Statements by incoming members such as Claire McCaskill, the Democratic senator-elect from Missouri, could provide an early warning of the difficulties ahead.
In a September television spot, McCaskill sat at a kitchen table and looked directly into the camera. "Let me tell you what I believe in," she said. "No amnesty for illegal immigrants."
Democratic leaders presented a largely united front on immigration this year, providing crucial support for a measure that would have allowed illegal immigrants to gain citizenship -- a bill critics attacked as "amnesty."
Now, the citizenship provision is just one of several aspects of the complex debate that are being questioned by some members.
While party leaders insist that rewriting immigration law remains a priority, they acknowledge that building consensus on how to do that will be tricky. They must deal with competing camps within the party and address concerns raised by core constituencies -- hurdles that could block passage of a final bill.
McCaskill and a slew of incoming House Democrats took stances that, in the shorthand of campaign rhetoric, seemed more conservative on immigration issues than the positions staked out by the party's congressional stalwarts.

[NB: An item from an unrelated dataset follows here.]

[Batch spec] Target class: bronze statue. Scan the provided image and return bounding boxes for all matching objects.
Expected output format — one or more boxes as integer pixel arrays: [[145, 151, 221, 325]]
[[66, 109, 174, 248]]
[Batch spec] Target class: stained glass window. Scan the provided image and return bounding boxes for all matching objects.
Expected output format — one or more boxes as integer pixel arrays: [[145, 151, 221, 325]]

Some unions strongly object to Democratic support for guest worker programs that would not allow participants to gain citizenship. Party leaders worry that backing a bill that included a path to citizenship would alienate some blacks, who have traditionally competed with Hispanic immigrants for jobs. And the Democrats will have to contend with a newly energized left wing, which could push to do more for legal and illegal immigrants.
"Just because we have the majority doesn't mean we have enough votes for an immigration reform bill," said Representative Loretta Sanchez, Democrat of California.
One House Democratic strategist estimates that about half of the almost 30 seats that Democrats took from Republicans went to candidates who took conservative positions on immigration reform.
These newcomers include Representative-elect Heath Shuler of North Carolina, who "is against amnesty," said spokesman Andrew Whalen. "If there's friction with the party [on the issue], there's nothing we can do about it; his views really do reflect his district."
Persuading Shuler and similar Democrats to back the type of immigration bill the Senate passed this year will be difficult, particularly in cases where the lawmakers won by small margins and can expect tough 2008 reelection bids.
Many congressional Democrats earlier this year supported President Bush's vision for a policy revamp, which included tightened border security, a guest worker program, and a process to give millions of illegal immigrants legal status.
But Bush faced a revolt in his own party. House Republicans favored their own enforcement-only approach and skirted serious negotiations over a Senate bill that embraced Bush's views. The only major immigration bill to emerge from Congress calls for building 700 miles of fencing along the border with Mexico.